De Raad van State merkt ook op dat met het versoepelen van de regels risico’s worden gelopen bij de uitvoering van de Nitraatrichtlijn. Dat blijkt ook uit het feit dat de Europese Commissie nog niet wil besluiten over het Nederlandse verzoek voor derogatie totdat zij het hele mestbeleid van Nederland hebben goedgekeurd. De leden van de PvdD-fractie wijzen er nogmaals op dat de Europese Commissie al heeft aangegeven niet akkoord te zullen gaan met enkel end-of-pipe maatregelen. Be- en verwerking van mest is uiteraard slechts een end-of-pipe maatregel. De leden van de PvdD-fractie gaan er dan ook vanuit dat de Europese Commissie niet akkoord zal gaan met de Nederlandse plannen en verzoeken van Nederland, en horen graag van de regering waarom zij denkt dat dit anders zal zijn. De leden van de PvdD-fractie willen tevens graag weten welke mestverwerkingspercentages vastgesteld gaan worden, waarop deze percentages gebaseerd gaan worden en wat de beoogde planning hiervan is.

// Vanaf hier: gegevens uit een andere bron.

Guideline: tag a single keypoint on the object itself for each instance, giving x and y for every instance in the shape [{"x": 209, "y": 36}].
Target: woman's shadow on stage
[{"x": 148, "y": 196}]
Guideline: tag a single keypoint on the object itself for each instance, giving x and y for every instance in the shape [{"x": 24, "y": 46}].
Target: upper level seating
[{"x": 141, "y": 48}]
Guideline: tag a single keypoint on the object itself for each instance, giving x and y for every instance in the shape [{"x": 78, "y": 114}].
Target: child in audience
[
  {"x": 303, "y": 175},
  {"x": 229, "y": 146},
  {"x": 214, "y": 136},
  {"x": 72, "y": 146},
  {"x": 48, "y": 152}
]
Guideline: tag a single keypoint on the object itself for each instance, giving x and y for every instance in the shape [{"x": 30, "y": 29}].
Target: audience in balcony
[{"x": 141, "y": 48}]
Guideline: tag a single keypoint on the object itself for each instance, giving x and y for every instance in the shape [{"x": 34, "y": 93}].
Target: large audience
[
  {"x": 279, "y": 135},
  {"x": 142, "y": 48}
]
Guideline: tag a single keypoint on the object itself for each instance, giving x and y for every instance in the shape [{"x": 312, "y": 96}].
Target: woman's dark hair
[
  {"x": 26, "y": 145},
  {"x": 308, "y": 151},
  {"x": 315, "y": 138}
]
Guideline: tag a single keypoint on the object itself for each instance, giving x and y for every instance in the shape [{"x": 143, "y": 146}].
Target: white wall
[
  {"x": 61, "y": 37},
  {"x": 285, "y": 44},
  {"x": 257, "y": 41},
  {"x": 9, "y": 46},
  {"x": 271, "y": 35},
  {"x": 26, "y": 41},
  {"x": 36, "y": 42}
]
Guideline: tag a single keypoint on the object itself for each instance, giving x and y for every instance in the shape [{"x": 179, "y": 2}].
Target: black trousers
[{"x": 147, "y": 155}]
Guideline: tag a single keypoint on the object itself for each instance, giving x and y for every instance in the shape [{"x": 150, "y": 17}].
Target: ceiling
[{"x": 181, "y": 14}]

3. Registratieverplichting voor intermediairs en Bibob-toetsing

De leden van de VVD-fractie lezen dat de afzetkosten van mest zodanig hoog zijn, dat het niet naleven van de regels bij de mestafzet, waarmee die kosten kunnen worden bespaard, aantrekkelijk is voor elk van de partijen die mest onder zich heeft en deze moet afzetten. Kan de regering aangeven op welke wijze dit wetsvoorstel kan bijdragen aan het reduceren van de afzetkosten van mest? Welke andere acties en maatregelen kunnen de sector en overheid nemen die ervoor zorgen dat de afzetkosten van mest dalen?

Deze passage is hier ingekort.